Liquid crystal Pseudomonas aeruginosa biofilms

Fellow: Patrick Secor, PhD
Pulmonary and Critical Care

Mentor:  Pradeep Singh, MD
Professor, Microbiology and Pulmonary and Critical Care

Pseudomonas aeruginosa is a major pathogen in Cystic Fibrosis (CF) and the capacity of P. aeruginosa to produce biofilms is key to its virulence. Although the production of filamentous bacteriophage by P. aeruginosa biofilms is well known, the functional consequence for their presence is not. The goal of the research proposed here is to understand how filamentous phage act as structural components of the biofilm matrix and thus contribute to pathogenesis in the CF lung.

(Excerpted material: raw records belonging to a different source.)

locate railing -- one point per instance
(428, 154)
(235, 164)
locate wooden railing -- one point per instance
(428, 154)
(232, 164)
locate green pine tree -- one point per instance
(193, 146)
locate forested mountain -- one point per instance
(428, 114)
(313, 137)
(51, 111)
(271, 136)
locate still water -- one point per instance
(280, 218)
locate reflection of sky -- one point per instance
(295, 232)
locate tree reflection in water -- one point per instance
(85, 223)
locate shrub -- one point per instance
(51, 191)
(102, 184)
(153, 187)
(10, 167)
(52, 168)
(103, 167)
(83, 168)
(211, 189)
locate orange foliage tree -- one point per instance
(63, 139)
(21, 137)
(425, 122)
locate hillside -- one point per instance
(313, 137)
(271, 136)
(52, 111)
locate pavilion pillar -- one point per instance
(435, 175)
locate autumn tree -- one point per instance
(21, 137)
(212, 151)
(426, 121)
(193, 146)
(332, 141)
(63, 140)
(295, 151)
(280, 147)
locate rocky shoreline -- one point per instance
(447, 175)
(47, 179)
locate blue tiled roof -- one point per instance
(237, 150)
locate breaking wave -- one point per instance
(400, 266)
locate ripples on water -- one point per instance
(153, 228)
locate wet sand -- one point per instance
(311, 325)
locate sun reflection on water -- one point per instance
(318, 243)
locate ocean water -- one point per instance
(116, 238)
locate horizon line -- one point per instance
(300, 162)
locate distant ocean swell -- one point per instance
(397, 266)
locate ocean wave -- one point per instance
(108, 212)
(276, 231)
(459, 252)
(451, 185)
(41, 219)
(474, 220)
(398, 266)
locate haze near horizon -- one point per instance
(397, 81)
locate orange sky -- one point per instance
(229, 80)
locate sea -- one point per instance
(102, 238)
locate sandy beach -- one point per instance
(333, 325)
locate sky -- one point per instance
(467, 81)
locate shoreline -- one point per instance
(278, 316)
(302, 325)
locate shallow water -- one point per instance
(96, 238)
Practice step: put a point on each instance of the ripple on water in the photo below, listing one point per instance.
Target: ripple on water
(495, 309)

The central hypothesis of this proposal is that phage produced by P. aeruginosa in the CF lung contributes to the structural integrity and overall organization of the biofilm matrix by organizing liquid crystal-like structures out of available polymeric materials. These organized polymeric structures likely impact important biofilm phenotypes such as adhesion and antibiotic tolerance. I will pursue these studies in three Specific Aims:

1. Determine if phage organize polymers into a crystalline network in P. aeruginosa biofilms.
2. Define the contribution of phage to antibiotic tolerance and bacterial adherence.
3. Determine if disrupting phage-organized biofilms impacts antibiotic tolerance and adherence.

Insight into how phage contribute to P. aeruginosa biofilm formation may lead to novel therapeutic strategies to specifically target and hinder the ability of bacteria to establish communities within CF lungs. Such strategies may enhance the antibiotic susceptibility of P. aeruginosa, a concept supported by my preliminary data. Furthermore, support from a CFF-RDP Fellowship would greatly aid in development of this project for future, career development funding, such as a K99/R00 application.